首相官邸に入る高市早苗首相=9日、東京・永田町 高市早苗首相は今月中旬に行う内閣改造で、外交・安全保障分野の継続性を重視した布陣とする方針だ。茂木敏充外相を留任させる方向で、小泉進次郎防衛相も続投が有力。安保関連3文書の改定や、米国・中国への対応に全力を挙げる。
首相は、日本の外交・安保の基本方針となる国家安保戦略など3文書の見直しを「国家の命運を左右する」として重視し、内閣改造を「政策本位」(政府高官)で進める考え。首相官邸関係者は「外交・安保では課題が山積している。担当閣僚には残ってもらった方がいい」と語った。
中国の太平洋方面での軍事活動の活発化や、ウクライナでの戦闘で顕在化した「新しい戦い方」など、安保環境は急激に変化。これらに対応するために年内の3文書改定を目指す中、「防衛相を変える必要はない」(政府関係者)との声は強い。
米国、中国との外交関係も政権の行方を左右する重要なテーマだ。米中首脳会談が24日に予定され、日本は米中接近を警戒する。首相は対米交渉の経験が豊富な茂木氏に、外交の司令塔役を引き続き託す考えだ。

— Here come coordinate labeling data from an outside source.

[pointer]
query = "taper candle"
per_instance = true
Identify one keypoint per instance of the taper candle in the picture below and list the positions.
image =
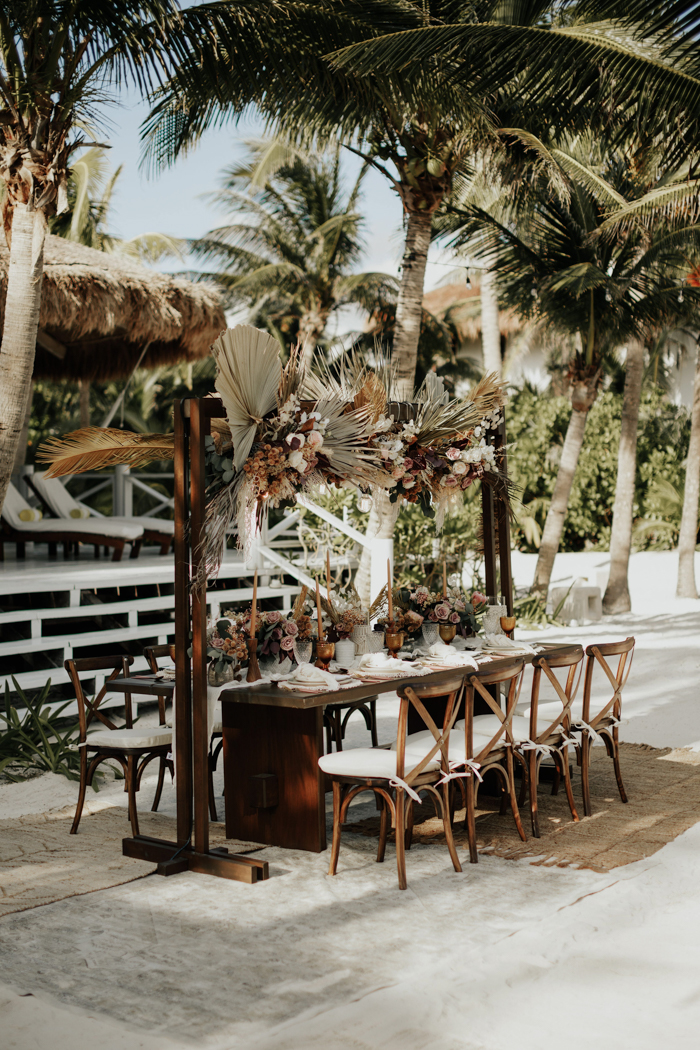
(389, 585)
(318, 612)
(254, 609)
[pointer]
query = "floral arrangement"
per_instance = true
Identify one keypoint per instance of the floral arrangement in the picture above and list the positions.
(437, 608)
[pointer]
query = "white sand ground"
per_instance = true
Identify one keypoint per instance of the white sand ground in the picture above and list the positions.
(503, 954)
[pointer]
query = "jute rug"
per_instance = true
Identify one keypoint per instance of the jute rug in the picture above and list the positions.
(664, 800)
(41, 862)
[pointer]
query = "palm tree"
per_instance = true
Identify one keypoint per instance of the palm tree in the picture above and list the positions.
(59, 61)
(291, 247)
(554, 265)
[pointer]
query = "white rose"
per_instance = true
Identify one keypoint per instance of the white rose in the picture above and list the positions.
(297, 461)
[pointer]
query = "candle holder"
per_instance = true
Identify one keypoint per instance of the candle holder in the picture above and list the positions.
(324, 653)
(394, 642)
(253, 669)
(447, 632)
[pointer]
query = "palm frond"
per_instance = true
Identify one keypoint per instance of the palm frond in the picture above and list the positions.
(93, 448)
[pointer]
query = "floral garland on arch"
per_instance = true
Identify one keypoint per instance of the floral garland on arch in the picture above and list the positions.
(289, 431)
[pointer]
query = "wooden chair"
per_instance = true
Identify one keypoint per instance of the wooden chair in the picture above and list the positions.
(597, 720)
(405, 771)
(133, 749)
(336, 717)
(543, 731)
(152, 654)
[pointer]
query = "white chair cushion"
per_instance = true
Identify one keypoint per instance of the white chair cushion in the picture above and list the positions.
(363, 762)
(149, 736)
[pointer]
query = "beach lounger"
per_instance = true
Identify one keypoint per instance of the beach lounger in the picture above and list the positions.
(23, 524)
(56, 498)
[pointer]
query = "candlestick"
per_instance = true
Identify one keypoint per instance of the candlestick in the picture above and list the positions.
(390, 587)
(318, 612)
(254, 609)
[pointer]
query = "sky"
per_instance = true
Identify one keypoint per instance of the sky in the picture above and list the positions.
(174, 201)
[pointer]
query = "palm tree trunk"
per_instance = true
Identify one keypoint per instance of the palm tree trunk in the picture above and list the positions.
(490, 326)
(617, 591)
(557, 510)
(409, 305)
(688, 524)
(19, 337)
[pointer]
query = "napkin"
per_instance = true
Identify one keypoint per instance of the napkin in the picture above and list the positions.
(309, 674)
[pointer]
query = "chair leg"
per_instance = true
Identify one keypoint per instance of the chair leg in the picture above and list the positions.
(131, 788)
(384, 824)
(81, 793)
(533, 774)
(470, 819)
(447, 824)
(335, 848)
(158, 789)
(564, 755)
(616, 763)
(513, 800)
(586, 758)
(400, 837)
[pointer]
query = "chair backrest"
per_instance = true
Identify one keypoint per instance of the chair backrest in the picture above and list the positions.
(87, 710)
(54, 494)
(13, 507)
(412, 696)
(153, 653)
(569, 659)
(476, 683)
(597, 655)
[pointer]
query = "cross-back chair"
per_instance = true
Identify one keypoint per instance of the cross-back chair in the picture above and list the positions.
(602, 719)
(133, 749)
(545, 731)
(397, 776)
(152, 654)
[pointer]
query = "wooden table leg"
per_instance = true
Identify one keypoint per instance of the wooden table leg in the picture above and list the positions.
(275, 792)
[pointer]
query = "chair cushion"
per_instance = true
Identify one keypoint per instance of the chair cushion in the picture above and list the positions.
(363, 762)
(149, 736)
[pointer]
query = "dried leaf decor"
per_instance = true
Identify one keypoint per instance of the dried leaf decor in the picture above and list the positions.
(249, 373)
(92, 448)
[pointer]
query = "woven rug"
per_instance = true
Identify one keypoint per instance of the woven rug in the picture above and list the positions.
(41, 862)
(664, 800)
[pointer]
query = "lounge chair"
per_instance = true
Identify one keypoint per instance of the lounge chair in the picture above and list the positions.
(56, 498)
(23, 524)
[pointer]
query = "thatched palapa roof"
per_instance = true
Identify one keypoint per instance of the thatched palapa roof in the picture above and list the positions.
(99, 311)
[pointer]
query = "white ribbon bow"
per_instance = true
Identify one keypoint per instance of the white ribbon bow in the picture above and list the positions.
(453, 775)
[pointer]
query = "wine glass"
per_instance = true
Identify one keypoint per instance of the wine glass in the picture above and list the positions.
(302, 650)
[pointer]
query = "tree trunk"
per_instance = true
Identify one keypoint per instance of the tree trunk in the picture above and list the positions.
(19, 337)
(84, 385)
(557, 511)
(617, 591)
(490, 327)
(688, 524)
(382, 521)
(409, 305)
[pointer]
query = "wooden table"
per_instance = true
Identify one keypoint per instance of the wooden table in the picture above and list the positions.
(275, 791)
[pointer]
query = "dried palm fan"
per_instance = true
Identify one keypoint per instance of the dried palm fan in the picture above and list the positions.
(249, 373)
(299, 604)
(92, 448)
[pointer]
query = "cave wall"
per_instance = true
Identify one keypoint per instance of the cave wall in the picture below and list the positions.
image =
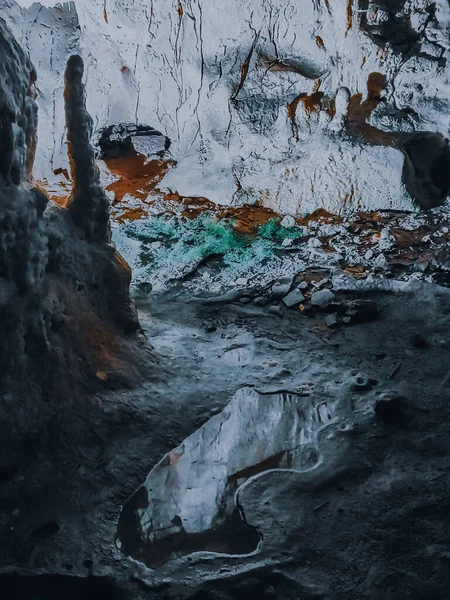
(65, 308)
(253, 96)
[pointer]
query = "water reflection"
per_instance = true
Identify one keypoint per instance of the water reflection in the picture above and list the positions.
(187, 502)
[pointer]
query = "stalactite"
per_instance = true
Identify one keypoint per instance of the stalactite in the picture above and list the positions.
(88, 204)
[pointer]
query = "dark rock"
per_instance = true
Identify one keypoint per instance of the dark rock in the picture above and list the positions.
(362, 311)
(7, 472)
(419, 342)
(392, 409)
(128, 139)
(88, 203)
(44, 531)
(332, 320)
(361, 384)
(281, 287)
(396, 29)
(322, 298)
(426, 171)
(65, 307)
(294, 298)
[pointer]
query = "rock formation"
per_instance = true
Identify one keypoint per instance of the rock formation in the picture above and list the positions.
(254, 96)
(65, 307)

中国とは首相の台湾有事発言以降、関係が冷え込んだままだ。茂木氏は7月、中国の王毅共産党政治局員兼外相と訪問先のフィリピンで短時間言葉を交わしたものの、中国側は接触について否定的な見解を示すなど、高市政権と距離を置く。
茂木氏は中国との関係について、戦略的互恵関係を包括的に推進し、建設的・安定的な関係を構築していく方針を堅持している。